The key barrier in the domain of physical activity programs cited by the participants was that most physical activity programs contained fixed elements and were not tailored to the patients’ needs or capacities. Such programs were reasons to refuse joining a physical activity program, especially when all elements of the program were obligatory for participation. The forced set-up of a group or individual physical activity program was a reason to refuse. The participants preferred to have a choice of elements in the program and a choice of a group or individual physical activity program. They also preferred physical activity programs tailored to their individual needs so they could work on their own individual aspects that most needed improvement after cancer treatment.

The participants pointed out that contact with peers who had experience in dealing with cancer and its treatments was a facilitator that encouraged them to join a physical activity program. They felt more comfortable with people in the same circumstances. Often, sharing experiences was a reason to prefer peers. They also believed that involving peers ensured that the physical activity program was more suited to their needs as cancer survivors. Participants even preferred healthcare providers with their own experiences of cancer and its treatment.

Two quotes illustrating the barriers and facilitators in the domain of physical activity programs are:

“It would encourage me to join if the program were tailored to me as a person”

“I would be more receptive to advice or assistance if it would be provided by someone like me.”

Domain: Patients

In the patient domain, the lack of a sense of responsibility to participate was a main barrier to implementing physical activity programs. The participants believed that a responsible patient would ask for information, guidance, and referral. This would automatically encourage referral and participation in the physical activity program itself. They noted that a responsible patient would also take steps to fully participate into the physical activity program itself after referral, which would increase the participation percentage.

Two participants remarked about lacking responsibility for one’s own health:

“I think you should also ask for the program. You can’t have everything offered to you all the time. I think you also need to arrange some things yourself.”

“I asked my specialist for a physical activity program myself.”

Domain: Healthcare professionals

The focus-group participants explained that lack of knowledge and skills among HCPs resulted in a lack of qualified information for the patients. It also resulted in a lack of guidance to find the right physical activity program and a referral for joining the physical activity program. They also mentioned that HCPs who were not committed to physical activity programs could impede implementation. They did not always receive support from their HCPs for a successful referral, even if the patients themselves were aware of the need to participate in a physical activity program.These quotes illustrate the barriers in the HCP domain:

I was here in August for a check-up. Only the prostate-specific antigen was measured and no attention was given to my status of physical activity.”

“I think they’ve never asked me.”

Domain: Social setting

We found no barriers in the domain of the social setting.

Domain: Organization

Multiple barriers in the domain of organization were noted, particularly the inappropriate place, time of day, and point in the health treatment schedule for offering a physical activity program. The participants named other barriers as well: inadequate capacity, inaccessibility of contact persons, and lack of information about physical activity programs, as well as non-involvement of the general practitioner (GP) in the cancer care and poor communication between hospital-based HCPs and primary care HCPs.
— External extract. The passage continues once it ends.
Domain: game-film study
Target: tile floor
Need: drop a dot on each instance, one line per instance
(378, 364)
The participants reported that the accessibility of the physical activity program regarding place and time needed to be adjusted to their preferences. Travel distances or an inconvenient moment in time could hamper their participation. Some participants considered the hospital to be the best place for the physical activity programs during the treatment trajectory, since treatment and appointments could easily be combined with the time and place of the program. Other participants disagreed; they preferred to avoid the hospital after their therapy sessions. After the cancer treatment had been completed, most participants preferred to avoid the hospital. The physical activity programs should be easy to fit into daily life.

Some participants said that offering physical activity programs at inconvenient times in the treatment process would discourage them from participating. Many said that physical activity programs were offered during the treatment period when the participant did not feel ready, either physically or psychologically, to start rehabilitating. Others noted that physical activity programs were offered too late in the treatment process, and they felt that they had missed the right time in an earlier stage when they needed it.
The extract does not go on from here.